While many may not take the GED seriously, calling it the “Good Enough Diploma,” consider that quite a few homeschoolers take GED tests as a way to cancel out high school attendance requirements and lessen the record-keeping burden on home educators caused by compulsory attendance laws in every state.

Thus, aligning GED with Common Core has the potential of erasing all the efforts and sacrifices the homeschooling parents have put in to protect their children from the centralized indoctrination.

“What’s he talking about”, you ask? What a doozy of an example he pulls from this GED test preparatory set, called the “GED Scoreboost™” series:

…Below is an excerpt from a larger Social Studies Extended Response, found on page 52 from Writing Across the Tests: Responding to Text on the Language Arts, Social Studies, and Science Test, entitled, “Does Foreign Aid Really Help?”

Those who support sending aid to poor countries do so because poor countries often have high levels of poverty, poor educational systems, an ineffective police and judicial force, and limited public services such as healthcare, transportation networks, and banking systems.
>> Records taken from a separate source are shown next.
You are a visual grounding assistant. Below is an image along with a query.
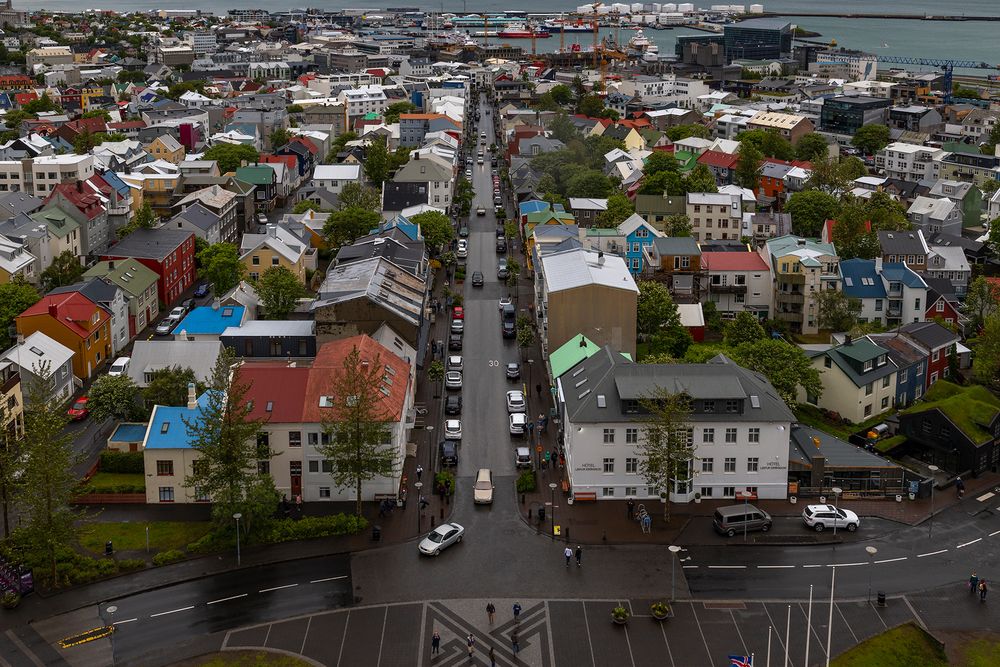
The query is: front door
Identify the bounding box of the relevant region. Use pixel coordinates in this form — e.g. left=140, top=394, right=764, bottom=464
left=288, top=461, right=302, bottom=498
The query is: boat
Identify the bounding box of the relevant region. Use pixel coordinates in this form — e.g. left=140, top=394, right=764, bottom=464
left=497, top=23, right=552, bottom=39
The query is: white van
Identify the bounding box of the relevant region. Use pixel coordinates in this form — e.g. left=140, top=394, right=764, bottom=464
left=472, top=468, right=493, bottom=505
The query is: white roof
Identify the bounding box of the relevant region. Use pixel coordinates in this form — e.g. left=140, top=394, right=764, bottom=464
left=542, top=248, right=639, bottom=293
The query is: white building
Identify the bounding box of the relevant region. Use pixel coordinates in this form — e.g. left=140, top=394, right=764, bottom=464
left=556, top=347, right=795, bottom=502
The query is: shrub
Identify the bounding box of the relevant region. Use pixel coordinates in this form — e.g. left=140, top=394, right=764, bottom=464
left=100, top=451, right=145, bottom=474
left=517, top=470, right=537, bottom=493
left=153, top=549, right=186, bottom=567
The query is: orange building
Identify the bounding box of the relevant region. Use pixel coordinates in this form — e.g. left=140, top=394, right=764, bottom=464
left=15, top=292, right=111, bottom=380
They believe that when living conditions are this poor, crime levels tend to be higher. Poorer countries, because they have weak governments, often have areas that attract terrorist groups because no one is there to stop them from pursuing those types of activities. Thus, poor countries are often home to terrorist groups that are free to plan and carry out attacks on the rich, industrialized nations, without fear of being stopped. This is in fact [bold words are mine] what happened on 9/11 when terrorists from Afghanistan hijacked planes and carried out attacks on the United States. In this case, the terrorists originated in a country that had received large amounts of foreign aid from rich countries. Apparently, it didn’t work.

Whoa. DOG.

Read the whole article. Gobschmacking.

2 Responses to “Now I’m Not Sure That Getting a GED”

  1. JeffS says:

    Yet another reason to get government out of education. And everything else.

  2. leelu says:

    Concomitant with states passing laws nullifying the Fed gun grab, they need to be willing to, and stop taking the Fed’s money for schools. It’s the only way to shake off the beast.